Large urban districts that are starting the year online include Atlanta, Houston, Boston, Los Angeles and Chicago. Some have written off the entire semester for in-person classes. Boston Mayor Marty Walsh announced Wednesday that public-school students will not be showing up in person in the fall.
In New Jersey, Governor Phil Murphy abandoned a requirement that New Jersey’s 2,500 public schools conduct in-person teaching, allowing some to use distance-only learning when the academic year begins in early September.
Others are setting dates for students to come back to class that may roll forward, depending on the pandemic’s spread. In metro Atlanta, Fulton County schools — in March the first in Georgia to shut down — will bring in the youngest children and special-education students for limited hours in September, and then phase in the rest. But that’s only if the infection rates in the county are low enough and dropping, said Superintendent Mike Looney.
He said he’s taken heat from parents and teachers alike, but will follow health guidelines about what’s safe.
When students do return, they will be required to wear masks, he said. The district is also working to reconfigure its physical plant to allow proper distancing.

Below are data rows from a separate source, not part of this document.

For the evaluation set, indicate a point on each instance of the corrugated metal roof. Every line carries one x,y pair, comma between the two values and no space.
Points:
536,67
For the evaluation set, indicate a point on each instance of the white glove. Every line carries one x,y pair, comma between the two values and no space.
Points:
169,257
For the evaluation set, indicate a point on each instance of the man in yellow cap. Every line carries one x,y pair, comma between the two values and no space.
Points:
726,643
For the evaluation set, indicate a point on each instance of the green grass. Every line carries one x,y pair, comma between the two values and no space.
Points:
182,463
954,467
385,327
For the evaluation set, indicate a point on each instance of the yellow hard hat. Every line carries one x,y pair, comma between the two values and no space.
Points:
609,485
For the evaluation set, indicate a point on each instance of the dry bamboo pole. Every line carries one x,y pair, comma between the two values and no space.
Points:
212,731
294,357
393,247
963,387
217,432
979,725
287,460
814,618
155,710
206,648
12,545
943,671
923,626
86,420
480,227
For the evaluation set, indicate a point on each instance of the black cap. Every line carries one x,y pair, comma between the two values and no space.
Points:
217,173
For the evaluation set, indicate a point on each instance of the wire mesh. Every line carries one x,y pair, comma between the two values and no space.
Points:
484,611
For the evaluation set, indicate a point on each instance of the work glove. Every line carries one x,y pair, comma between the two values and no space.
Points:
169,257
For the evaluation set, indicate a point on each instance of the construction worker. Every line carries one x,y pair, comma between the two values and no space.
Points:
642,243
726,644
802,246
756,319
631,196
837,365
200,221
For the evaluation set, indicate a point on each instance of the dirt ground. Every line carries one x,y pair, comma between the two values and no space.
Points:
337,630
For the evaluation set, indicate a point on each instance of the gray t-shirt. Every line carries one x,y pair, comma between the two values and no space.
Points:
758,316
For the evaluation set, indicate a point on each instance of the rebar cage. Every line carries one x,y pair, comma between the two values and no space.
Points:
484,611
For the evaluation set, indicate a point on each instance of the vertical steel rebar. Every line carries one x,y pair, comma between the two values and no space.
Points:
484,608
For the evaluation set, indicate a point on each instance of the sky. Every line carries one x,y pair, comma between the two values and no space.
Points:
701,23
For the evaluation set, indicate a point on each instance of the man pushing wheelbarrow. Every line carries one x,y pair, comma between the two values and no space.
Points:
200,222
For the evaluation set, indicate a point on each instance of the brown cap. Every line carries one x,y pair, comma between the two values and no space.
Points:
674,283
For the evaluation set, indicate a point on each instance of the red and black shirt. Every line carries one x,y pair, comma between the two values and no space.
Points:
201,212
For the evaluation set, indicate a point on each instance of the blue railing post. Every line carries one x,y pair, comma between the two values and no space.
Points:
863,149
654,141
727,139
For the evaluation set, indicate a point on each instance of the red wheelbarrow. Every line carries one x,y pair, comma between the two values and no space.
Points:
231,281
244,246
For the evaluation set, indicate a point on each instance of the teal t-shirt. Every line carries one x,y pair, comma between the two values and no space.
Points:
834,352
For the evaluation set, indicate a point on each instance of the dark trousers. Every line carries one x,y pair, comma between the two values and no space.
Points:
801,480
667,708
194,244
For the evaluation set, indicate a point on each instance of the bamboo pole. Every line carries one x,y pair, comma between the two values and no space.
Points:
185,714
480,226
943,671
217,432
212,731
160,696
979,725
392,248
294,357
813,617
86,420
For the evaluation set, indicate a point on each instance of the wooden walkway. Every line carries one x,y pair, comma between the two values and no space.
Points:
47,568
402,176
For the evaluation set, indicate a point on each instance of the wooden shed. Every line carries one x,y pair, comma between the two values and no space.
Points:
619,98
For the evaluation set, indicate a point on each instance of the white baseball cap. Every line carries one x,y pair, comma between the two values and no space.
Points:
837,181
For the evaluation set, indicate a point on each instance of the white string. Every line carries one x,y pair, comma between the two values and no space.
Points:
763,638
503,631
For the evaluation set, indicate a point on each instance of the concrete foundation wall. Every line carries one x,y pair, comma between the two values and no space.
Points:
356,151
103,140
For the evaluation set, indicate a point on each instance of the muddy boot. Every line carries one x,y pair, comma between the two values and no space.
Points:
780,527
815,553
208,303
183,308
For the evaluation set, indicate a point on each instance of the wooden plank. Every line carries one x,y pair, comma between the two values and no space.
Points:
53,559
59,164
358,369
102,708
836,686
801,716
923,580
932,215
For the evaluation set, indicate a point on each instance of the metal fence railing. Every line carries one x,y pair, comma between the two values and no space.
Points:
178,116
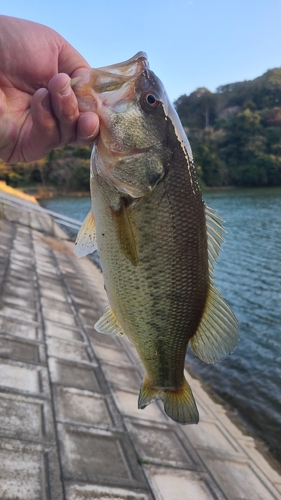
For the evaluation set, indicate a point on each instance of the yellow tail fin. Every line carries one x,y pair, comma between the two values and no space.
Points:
179,404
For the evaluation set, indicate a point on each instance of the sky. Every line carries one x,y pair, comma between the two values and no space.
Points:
189,43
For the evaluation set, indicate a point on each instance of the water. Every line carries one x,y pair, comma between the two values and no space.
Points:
248,275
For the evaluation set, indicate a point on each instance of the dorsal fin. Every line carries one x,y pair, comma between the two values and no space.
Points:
86,238
218,333
108,324
214,234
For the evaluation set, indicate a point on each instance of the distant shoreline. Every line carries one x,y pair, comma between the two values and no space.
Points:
40,193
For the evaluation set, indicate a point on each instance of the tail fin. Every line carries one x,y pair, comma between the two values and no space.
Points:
179,404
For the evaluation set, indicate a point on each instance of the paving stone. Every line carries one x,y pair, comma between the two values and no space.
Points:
238,479
53,303
107,459
57,330
19,301
18,350
21,417
83,407
117,355
23,469
19,377
17,313
185,485
18,327
74,375
127,403
99,456
67,350
59,316
87,492
122,377
99,338
21,475
161,445
58,294
212,435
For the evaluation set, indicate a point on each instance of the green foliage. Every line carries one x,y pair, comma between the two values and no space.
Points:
239,141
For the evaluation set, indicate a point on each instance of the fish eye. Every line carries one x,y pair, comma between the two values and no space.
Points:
150,101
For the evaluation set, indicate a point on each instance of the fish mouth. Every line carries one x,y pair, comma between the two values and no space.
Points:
106,83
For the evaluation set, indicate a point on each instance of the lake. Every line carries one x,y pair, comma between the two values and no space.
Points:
248,275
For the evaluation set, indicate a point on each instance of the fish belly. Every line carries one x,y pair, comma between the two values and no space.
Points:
159,300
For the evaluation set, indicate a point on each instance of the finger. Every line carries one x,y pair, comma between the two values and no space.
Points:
65,106
87,128
43,133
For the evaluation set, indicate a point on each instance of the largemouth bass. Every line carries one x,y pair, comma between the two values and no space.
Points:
157,240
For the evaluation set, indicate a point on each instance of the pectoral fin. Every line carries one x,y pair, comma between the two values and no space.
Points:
108,324
86,239
125,233
218,333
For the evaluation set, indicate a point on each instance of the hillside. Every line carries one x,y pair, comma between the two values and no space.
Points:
235,134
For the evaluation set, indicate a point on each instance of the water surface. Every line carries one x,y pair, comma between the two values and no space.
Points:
248,274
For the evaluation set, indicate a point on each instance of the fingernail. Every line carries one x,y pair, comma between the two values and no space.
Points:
46,102
66,90
75,80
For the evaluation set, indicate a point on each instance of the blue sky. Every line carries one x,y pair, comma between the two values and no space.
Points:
190,43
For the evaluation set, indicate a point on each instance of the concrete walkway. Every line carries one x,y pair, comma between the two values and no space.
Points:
69,424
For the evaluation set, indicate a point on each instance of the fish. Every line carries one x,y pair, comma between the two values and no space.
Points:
157,240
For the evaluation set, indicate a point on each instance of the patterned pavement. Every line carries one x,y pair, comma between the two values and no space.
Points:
69,424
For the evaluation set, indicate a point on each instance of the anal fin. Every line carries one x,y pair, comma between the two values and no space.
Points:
86,239
218,333
108,324
125,233
179,404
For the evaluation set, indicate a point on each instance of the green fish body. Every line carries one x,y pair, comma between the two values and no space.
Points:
156,239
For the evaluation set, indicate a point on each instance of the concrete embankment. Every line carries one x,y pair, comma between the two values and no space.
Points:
69,424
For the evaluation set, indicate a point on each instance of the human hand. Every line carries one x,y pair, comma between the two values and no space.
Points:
38,108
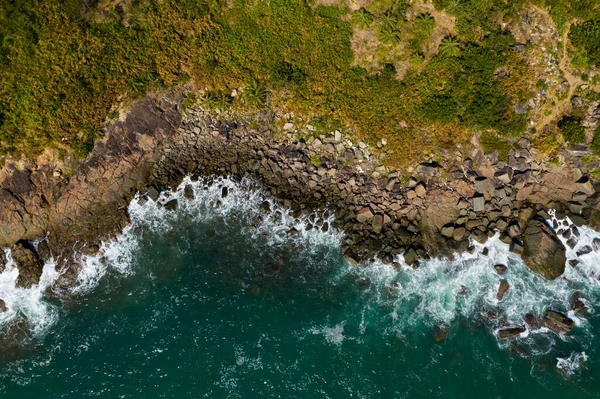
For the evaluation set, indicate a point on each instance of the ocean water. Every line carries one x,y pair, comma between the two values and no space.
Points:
224,299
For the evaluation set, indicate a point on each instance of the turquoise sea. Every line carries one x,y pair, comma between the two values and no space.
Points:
219,299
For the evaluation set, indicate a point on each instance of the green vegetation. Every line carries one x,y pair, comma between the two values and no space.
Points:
572,130
64,64
586,36
595,145
493,143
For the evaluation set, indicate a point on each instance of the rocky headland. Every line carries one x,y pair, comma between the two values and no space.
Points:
49,212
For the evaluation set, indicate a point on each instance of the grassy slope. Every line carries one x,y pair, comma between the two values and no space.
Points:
64,64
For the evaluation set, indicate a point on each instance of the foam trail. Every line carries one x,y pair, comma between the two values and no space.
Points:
27,303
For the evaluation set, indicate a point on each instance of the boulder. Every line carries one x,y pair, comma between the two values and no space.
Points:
502,290
171,205
29,265
377,223
532,321
501,269
510,332
364,215
558,322
543,252
440,333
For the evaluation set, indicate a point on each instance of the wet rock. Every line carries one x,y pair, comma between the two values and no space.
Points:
440,333
364,215
43,251
502,290
447,231
543,252
188,192
558,322
478,204
532,321
29,265
586,249
3,260
377,223
171,205
501,269
510,332
578,301
265,207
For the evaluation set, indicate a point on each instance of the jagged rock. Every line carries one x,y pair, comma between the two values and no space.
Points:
502,290
430,169
29,265
377,223
3,260
171,205
510,332
364,215
43,251
532,321
478,204
558,322
440,333
188,191
543,252
501,269
447,231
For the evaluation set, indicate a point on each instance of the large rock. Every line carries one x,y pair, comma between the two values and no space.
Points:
542,250
28,264
510,332
558,322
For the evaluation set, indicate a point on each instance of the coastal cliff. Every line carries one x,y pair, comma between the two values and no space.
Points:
384,213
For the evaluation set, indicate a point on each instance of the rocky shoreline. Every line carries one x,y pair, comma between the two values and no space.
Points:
435,211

Other metro Atlanta districts have pushed forward with reopening and paid an immediate price in an area with high community spread.
In Cherokee County, north of the city, more than 900 people — most of them students, but also teachers and staff — are in quarantine just nine days after the school opened its doors because students reported infections. The high school had to close again.

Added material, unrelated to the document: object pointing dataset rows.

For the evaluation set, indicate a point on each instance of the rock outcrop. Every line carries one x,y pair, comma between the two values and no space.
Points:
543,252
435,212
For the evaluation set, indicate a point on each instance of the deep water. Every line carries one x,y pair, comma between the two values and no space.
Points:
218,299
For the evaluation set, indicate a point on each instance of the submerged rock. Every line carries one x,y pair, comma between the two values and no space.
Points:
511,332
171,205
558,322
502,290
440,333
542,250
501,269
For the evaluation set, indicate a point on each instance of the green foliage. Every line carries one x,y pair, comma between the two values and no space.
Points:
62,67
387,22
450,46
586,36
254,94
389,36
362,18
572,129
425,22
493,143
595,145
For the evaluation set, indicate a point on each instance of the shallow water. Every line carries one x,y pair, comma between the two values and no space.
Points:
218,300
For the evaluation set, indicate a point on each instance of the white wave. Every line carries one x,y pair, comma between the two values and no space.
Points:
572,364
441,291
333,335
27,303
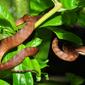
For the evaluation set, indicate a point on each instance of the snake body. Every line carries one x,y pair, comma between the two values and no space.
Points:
67,55
22,35
15,40
18,38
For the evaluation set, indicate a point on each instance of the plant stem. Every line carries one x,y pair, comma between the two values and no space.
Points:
49,14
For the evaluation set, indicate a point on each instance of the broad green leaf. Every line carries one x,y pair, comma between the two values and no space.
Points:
65,35
42,55
69,4
2,82
82,3
74,79
37,6
53,21
34,42
69,17
9,55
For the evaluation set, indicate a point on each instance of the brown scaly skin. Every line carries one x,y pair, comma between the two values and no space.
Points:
19,37
81,50
16,60
67,55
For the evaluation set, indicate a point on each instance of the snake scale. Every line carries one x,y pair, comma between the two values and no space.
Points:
22,35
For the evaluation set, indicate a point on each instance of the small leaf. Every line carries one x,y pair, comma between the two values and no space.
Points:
54,21
65,35
34,43
2,82
37,6
69,17
69,4
74,79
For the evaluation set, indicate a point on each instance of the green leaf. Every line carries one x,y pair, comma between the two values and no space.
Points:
7,23
81,18
69,17
42,55
25,78
37,6
74,79
53,21
21,7
82,3
69,4
34,42
7,17
2,82
8,56
65,35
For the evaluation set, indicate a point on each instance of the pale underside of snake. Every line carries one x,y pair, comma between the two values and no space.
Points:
68,54
15,40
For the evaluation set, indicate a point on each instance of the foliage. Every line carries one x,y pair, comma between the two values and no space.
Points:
70,13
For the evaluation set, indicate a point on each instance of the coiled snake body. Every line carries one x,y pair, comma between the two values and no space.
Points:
22,35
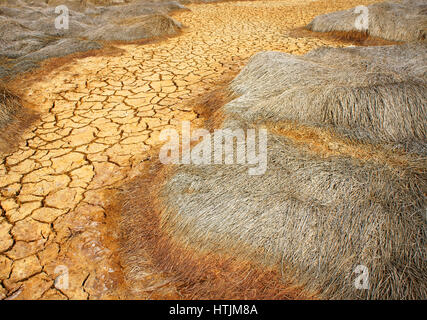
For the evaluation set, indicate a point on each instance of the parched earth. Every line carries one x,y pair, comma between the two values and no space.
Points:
100,117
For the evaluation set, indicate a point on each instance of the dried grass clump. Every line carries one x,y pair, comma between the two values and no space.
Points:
403,21
375,94
142,27
29,35
14,119
329,201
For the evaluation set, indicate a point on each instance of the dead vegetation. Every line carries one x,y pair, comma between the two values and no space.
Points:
395,21
341,189
14,119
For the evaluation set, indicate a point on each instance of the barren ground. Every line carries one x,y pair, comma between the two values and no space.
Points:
100,116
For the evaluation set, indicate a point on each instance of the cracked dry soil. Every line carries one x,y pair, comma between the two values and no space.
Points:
100,117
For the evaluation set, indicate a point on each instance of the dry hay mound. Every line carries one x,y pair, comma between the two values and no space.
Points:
28,33
14,119
375,94
396,21
149,26
325,205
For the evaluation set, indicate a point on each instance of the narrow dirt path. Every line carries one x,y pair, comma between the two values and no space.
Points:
100,117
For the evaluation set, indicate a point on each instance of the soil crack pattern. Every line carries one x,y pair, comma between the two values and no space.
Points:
100,117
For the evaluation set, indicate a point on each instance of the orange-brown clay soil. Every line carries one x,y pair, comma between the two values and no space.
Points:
100,117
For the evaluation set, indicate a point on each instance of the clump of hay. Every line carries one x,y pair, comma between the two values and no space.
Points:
14,119
377,94
404,21
143,27
29,34
328,202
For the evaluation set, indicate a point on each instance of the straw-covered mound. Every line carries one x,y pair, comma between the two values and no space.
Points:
326,208
376,94
396,21
29,32
14,119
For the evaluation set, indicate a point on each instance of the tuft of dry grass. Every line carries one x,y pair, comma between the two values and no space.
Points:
14,119
334,196
394,21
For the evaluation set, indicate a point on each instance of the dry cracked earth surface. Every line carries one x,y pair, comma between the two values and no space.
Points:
100,117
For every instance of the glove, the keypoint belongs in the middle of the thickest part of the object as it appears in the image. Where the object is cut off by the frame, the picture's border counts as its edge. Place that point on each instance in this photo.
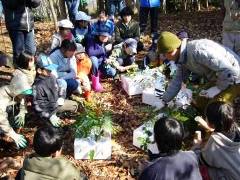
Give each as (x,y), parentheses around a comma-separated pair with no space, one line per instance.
(211,92)
(55,120)
(20,119)
(20,140)
(60,101)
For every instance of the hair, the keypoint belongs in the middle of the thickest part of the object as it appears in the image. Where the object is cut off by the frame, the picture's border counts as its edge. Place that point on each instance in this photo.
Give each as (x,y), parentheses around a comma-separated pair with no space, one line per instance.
(68,45)
(22,61)
(168,134)
(221,115)
(47,140)
(127,11)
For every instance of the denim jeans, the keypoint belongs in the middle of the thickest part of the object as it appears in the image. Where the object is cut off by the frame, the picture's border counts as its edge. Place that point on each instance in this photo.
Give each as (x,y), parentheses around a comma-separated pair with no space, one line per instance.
(99,65)
(144,12)
(22,41)
(115,6)
(72,6)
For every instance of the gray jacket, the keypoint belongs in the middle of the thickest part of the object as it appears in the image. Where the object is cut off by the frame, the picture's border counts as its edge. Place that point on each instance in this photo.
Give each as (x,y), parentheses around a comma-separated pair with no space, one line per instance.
(18,14)
(208,59)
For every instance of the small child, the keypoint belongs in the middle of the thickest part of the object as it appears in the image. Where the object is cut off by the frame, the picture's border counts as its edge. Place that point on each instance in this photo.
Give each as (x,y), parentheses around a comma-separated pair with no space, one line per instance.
(46,162)
(172,163)
(84,66)
(82,27)
(123,55)
(103,25)
(65,28)
(19,87)
(221,154)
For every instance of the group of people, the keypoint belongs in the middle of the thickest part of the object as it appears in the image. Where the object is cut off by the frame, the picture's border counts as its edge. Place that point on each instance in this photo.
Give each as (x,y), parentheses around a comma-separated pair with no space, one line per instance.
(83,51)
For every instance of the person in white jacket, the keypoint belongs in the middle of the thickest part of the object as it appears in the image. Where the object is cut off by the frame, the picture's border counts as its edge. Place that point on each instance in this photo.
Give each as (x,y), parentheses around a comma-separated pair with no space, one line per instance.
(221,154)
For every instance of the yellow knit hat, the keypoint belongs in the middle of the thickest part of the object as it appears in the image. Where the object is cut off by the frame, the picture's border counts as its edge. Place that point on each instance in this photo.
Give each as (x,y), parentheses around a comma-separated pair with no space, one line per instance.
(167,42)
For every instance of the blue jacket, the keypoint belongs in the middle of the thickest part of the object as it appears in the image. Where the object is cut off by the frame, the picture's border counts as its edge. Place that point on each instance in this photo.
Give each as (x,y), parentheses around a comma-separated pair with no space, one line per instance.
(150,3)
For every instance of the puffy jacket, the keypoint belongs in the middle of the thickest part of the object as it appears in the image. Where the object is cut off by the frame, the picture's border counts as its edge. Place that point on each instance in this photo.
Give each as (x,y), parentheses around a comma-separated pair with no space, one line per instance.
(150,3)
(18,14)
(205,58)
(231,21)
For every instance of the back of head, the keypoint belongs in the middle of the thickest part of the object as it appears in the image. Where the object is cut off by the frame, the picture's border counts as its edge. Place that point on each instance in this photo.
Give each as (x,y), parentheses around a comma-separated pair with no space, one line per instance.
(168,134)
(68,45)
(221,116)
(47,140)
(23,60)
(127,11)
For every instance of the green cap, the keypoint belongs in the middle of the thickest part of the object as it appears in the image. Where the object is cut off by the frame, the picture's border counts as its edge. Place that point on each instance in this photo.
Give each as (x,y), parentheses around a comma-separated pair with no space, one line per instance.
(167,42)
(27,92)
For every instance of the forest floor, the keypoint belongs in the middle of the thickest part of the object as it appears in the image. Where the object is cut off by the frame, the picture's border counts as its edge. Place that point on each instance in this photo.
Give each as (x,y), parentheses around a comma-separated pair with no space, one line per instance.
(128,112)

The district required masks of teachers and staff but not of students, spokeswoman Barbara Jacoby said.
Nearby Paulding County also had to close its high school for cleaning this week, after students, teachers and staff tested positive. The district’s Aug. 3 opening day became briefly famous after a student sent out a photo of a throng of maskless students in a hallway there. She was promptly suspended and then unsuspended.

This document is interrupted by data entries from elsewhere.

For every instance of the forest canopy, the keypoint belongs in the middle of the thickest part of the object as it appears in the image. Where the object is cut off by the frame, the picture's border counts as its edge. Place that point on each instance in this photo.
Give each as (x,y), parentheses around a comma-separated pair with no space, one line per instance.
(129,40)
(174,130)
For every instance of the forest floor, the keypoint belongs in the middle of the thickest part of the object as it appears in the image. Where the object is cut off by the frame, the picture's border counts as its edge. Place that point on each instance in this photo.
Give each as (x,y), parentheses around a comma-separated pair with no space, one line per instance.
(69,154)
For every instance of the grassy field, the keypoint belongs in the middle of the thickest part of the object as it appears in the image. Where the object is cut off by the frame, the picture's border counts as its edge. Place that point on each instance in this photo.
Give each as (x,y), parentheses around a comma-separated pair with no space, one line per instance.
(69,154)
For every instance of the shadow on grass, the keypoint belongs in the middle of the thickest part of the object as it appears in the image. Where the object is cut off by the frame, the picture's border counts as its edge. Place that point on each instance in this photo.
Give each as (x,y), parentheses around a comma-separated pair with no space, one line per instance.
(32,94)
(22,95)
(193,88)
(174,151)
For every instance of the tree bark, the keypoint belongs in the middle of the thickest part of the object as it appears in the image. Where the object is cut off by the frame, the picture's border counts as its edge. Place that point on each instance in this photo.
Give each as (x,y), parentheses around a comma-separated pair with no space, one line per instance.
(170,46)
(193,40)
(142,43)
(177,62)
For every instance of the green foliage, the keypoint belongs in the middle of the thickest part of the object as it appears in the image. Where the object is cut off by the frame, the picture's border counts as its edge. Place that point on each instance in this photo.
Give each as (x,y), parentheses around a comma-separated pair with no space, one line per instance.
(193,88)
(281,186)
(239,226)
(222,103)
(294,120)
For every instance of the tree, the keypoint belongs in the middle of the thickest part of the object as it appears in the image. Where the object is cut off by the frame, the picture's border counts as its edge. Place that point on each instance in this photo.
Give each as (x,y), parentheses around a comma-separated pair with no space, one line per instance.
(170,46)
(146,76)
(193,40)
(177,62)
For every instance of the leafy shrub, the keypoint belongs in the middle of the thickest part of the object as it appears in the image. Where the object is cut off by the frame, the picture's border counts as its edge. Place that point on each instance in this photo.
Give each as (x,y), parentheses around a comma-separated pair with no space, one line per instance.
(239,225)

Trump has asserted that children are “virtually immune” to the coronavirus. The president appears to be referring to the notion that children are less likely to become ill from the virus, even though they can spread it to adults.
Relatively little is known about how Covid-19 is transmitted to and from children. On one hand, some early evidence has suggested that children — and especially younger children — don’t transmit it as frequently as adults or even older children.
But children can certainly still contract the virus, and a growing number have as the virus has surged throughout the country. Covid-19 infections among U.S. kids grew 40% in the second half of July, according to a report this week from the American Academy of Pediatrics and the Children’s Hospital Association.
And while children do appear to be at a lower risk of getting very ill, a federal study published last week found that a growing number require hospitalization.
Advocates for reopening schools often point to regions that have already done so successfully, or never closed schools to begin with, such as several nations in Northern Europe. Experts, though, stress that those regions have had far less viral transmission than the U.S.
Paul Peterson, director of the Program on Education Policy and Governance at Harvard University, said at the White House that students who miss school likely will earn less money when they’re older.
To Eskelsen Garcia, the NEA president, the superiority of in-school teaching isn’t in question. “This is not about pedagogy,” she said. “This disease kills people.”
Eskelsen Garcia said she’s been heartened by the number of districts resisting Trump’s pressure and that schools should reopen only when the community infection rate is low.
Her advice: “Listen to what Trump says. Then do the exact opposite of whatever comes out of his mouth.”